周深先是怒不可遏,随即似乎明白了什麽,一張俊臉難得火辣辣的紅,可他仍然不願意放棄,道:“我不是沒眼色的人,只是有一句關鍵的話要問何姑娘,她若身子不便,我也不敢強求,就隔着屏風說一句話可好?”

他如此執着,何泉都有些招架不住,只好親自去請何滿:“周遠博非要見你,如果你沒什麽大礙,有什麽話不如當面和他說清楚,也免得他這麽無賴糾纏下去。”

何滿也不知他哪來的這麽大勁頭,有些事稀裏糊塗的就行了,非得問那麽明白做什麽?他這樣不依不饒,倒像是她有多負心,有多辜負了他一樣。

何滿頭疼的撫額:“你讓他先回去,就說改天……算了,明天,有什麽事明天再說。”

周深只沉默了一瞬,說了聲“好”,總算離開了何府。他回便着侍衛打聽:“去查,何姑娘到底在宮裏都遇見了什麽人……”

何滿本來想第二天就走的,可還有一個難纏的周深呢,何滿一夜亂夢,早早就醒了,坐在榻上發了半天呆,見天色大亮,這才無精打彩的叫人進來收拾。

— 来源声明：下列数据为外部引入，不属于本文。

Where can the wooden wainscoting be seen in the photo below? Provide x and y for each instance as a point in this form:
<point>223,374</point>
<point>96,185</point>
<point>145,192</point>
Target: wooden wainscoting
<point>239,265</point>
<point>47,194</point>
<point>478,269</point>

何泉已經踩着點兒進來,老遠就喊:“珠珠,你起來了沒有?”

“什麽事?”

“還能什麽事,周遠博一大早天沒亮就堵到門口了,跟個木頭樁子似的,也不知道他站了多久。啧啧,你是沒看見爹看清是他時候的表情……好像多大冤屈,等着爹給他平反似的。”

何滿挑了挑眉:“他幾時變成個怨婦了?”

“怨婦?哈哈哈哈。”何泉毫無義氣的大笑:“可不就像個怨婦嘛,那小眼神,都快變成望婦石了。不對,呸,誰是他的婦?珠珠,你又說話口無遮攔,我說你不會真喜歡周遠博吧?其實他還不錯,年輕有為,相貌雖說比我還差點兒,但也算人模人樣。”何泉一臉的自戀。

何滿瞪他一眼:“我才沒有,就沖他姓周,我就不會有不切實際的想法。”

“咳,有什麽深仇大恨,他姓周也不是他自己願意的,再說周仙仙早晚要嫁進宮裏,就算你和她做成姑嫂又不住在同一屋檐下,各喝各的水,各吃各的飯……”

“行了。”何滿打斷他:“你別管我的閑事,還是趕緊準備起來做你的新郎倌得了。”